Honest Signal of Hunger

  • Petra Quillfeldt found that chicks of Wilson's storm petrels beg more when they are in poor condition and require more food.

Cuckoo Begging: Deception

  • A single cuckoo chick mimics the calling of a full brood of reed warblers to deceive the reed warbler parents.

Stimulating Feeding

  • A relatively quiet blackbird chick was placed in a reed warbler nest, and a speaker played begging calls.
  • The reed warbler parents increased their feeding in response equally to the recorded cuckoo calls or the recorded reed warbler calls.
  • A speaker was used to isolate the effect of the begging call. Also a blackbird was used so it's begging calls do not resemble that of a reed warbler.

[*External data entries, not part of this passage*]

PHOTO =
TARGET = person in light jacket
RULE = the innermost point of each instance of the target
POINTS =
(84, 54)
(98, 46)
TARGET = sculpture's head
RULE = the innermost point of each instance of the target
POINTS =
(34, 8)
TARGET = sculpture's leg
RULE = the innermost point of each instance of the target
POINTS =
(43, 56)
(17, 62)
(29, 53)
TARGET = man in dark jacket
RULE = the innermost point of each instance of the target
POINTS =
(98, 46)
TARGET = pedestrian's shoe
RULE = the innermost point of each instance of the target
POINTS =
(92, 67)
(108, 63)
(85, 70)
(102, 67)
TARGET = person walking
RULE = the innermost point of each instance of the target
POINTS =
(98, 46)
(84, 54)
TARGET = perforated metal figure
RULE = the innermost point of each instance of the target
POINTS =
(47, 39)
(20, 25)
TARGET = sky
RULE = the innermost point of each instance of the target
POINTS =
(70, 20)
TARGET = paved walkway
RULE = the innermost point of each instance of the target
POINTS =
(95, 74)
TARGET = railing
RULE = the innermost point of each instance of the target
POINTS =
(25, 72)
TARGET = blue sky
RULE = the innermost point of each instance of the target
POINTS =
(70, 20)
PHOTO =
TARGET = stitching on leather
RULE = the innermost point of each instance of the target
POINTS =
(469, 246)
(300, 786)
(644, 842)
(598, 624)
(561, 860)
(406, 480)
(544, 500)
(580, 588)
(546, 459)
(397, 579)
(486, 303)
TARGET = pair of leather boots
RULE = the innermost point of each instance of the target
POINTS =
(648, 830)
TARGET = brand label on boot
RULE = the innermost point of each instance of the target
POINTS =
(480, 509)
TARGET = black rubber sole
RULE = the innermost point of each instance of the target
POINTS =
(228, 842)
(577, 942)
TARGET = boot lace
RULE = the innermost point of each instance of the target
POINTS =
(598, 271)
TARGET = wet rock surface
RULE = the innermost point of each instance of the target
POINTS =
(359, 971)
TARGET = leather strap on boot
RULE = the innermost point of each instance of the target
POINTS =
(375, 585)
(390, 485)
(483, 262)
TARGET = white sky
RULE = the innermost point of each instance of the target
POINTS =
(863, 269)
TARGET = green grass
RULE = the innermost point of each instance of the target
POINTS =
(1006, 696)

Illegitimate Receivers: Eavesdropping

  • Female Túngara frogs prefer complex calls from males, but these calls make it easier for fringed-lipped bats to locate them (Mike Ryan).

Adaptive Signal Receiving

  • The pitch of a rival's call affected the probability that a male European toad would pursue an attack.
  • Pairs were mating for 30 minutes, and playback of high and low pitched sounds was played when single males touched the mating pair.

Honest Signals

  • Small toads cannot make deep croaks.
  • Begging birds attract the attention of predators.
  • Both parties may gain from honest signaling, and there will be selection to detect dishonest signaling.
  • Natural selection may lead to expensive signaling that guarantees honesty.
  • There may be a need for more than one signal working together to make it harder to 'cheat'.

Bottom Lines

  • Communication systems involve a signaller and a receiver—and sometimes an eavesdropper or illegitimate receiver.
  • Communication may be investigated at both proximate and ultimate levels of analysis.
  • Understanding the evolution of a communication system will require more than a knowledge of its current utility.
  • Within species, there is selection for honest signals.